# To poly or not to poly?



## hendo_57_25 (Apr 26, 2011)

Alright, this is my first post/question... so here goes.

I'm currently working a picture frame that is made of solid oak. The look I am going for is an extremely distressed look. I have applied several coats of a dark walnut stain and allowed it to dry. I am now in the process of torching the frame... basically I'm taking a handheld torch and burning the wood in several spots all over the frame. Once I am finished with that I am planning on chipping and scratching the frame in several places as well. My question is, once I am finished "distressing" the frame should I apply polyurethane or not? Would that affect the "charcoaled" areas of the frame or not? And would it take away from my desired distressed look?

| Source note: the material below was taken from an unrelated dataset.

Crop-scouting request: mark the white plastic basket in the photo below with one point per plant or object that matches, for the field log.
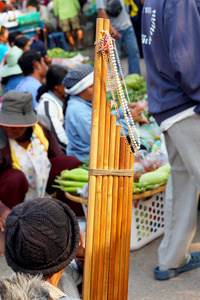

May be a silly question, but I have never attempted anything like this (I consider myself a beginner). Any input/advice would be greatly appreciated...


----------



## RJM (Apr 11, 2010)

I'd think that polyurethane would take away from the distressed look that you're putting so much effort into. Maybe wax would be a better finish.


----------



## mpbc48 (Sep 17, 2010)

Hi Jon,

If you already have the poly, you could test it on a scrap piece. My guess is it would give you a "shine" that you don't want. 

I wonder if a matte finish poly would work?

Mike


----------



## jlord (Nov 16, 2009)

Hi jon,
I would also suggest doing samples. I think wax would leave residue in the rougher burned areas where it is harder to buff out. Poly comes in many sheens.


----------



## RStaron (Sep 25, 2009)

You might try a rub on satin poly, maybe only one or two coats. I've used this on unstained pine and it had no shine to it. I used min-wax poly.


----------



## jw2170 (Jan 24, 2008)

G’day Jon

Welcome to the router forum. 

Thank you for joining us


----------



## bobbotron (Jan 7, 2010)

I'd suggest testing on scrap, and also testing out an oil finish, linseed maybe?


----------